Preventing cyberattacks is critical not just for your agency’s immediate financial security, but also for your reputation as a trusted and skilled advisor to your clients -- and therefore your long-term performance. Remember that your business customers are also potential targets of hacking and malware, and so as you advise them on how to protect their assets and employees with the right insurance products, you should remind them of the importance of cybersecurity as well.
In fact, today some insurance agents are working to provide their clients with value-added services, from IT support to employee communication. Many are doing this by working with Professional Employment Organizations (PEOs).

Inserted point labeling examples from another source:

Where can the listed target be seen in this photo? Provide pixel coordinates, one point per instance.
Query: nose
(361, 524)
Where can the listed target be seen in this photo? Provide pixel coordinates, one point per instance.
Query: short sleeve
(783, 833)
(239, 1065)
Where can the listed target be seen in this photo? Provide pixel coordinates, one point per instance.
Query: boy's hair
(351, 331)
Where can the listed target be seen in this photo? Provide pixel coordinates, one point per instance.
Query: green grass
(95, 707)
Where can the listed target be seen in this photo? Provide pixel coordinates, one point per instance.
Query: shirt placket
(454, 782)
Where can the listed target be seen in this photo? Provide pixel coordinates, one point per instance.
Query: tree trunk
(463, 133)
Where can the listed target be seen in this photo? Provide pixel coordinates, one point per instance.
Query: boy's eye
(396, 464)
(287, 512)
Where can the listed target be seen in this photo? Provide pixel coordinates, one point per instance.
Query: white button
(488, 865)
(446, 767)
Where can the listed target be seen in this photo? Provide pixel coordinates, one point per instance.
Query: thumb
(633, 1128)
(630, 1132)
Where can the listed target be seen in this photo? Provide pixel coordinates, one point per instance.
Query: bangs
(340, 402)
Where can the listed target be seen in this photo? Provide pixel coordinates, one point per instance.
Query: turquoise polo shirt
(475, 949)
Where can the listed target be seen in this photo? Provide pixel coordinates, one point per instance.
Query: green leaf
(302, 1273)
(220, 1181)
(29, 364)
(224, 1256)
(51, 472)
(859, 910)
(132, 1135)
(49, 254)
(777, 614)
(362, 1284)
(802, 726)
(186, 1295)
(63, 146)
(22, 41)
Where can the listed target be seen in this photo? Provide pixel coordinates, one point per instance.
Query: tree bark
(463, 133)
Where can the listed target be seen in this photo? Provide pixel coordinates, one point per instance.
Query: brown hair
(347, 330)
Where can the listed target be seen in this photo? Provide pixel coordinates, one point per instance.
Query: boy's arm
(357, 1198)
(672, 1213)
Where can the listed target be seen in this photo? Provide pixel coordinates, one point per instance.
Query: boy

While the idea of agents partnering with PEOs used to be met with a healthy dose of skepticism, today the trend is changing direction. Partnerships between insurance agents and the right PEO – one that offers attractive commissions to agents and high-caliber services to clients – are growing in importance. PEOs drive best practices, administrative efficiencies and savings through aggregation. The mission of PEOs extends well beyond the administration of health insurance and related compliance – the industry leaders also offer payroll and tax administration; safety and risk management; worker’s compensation administration; human resources and regulatory compliance support; and critically, technology administration.
As agents move to take advantage of the many benefits that technology has to offer, they would be wise to guard against the dangers, and to advise their clients to do the same.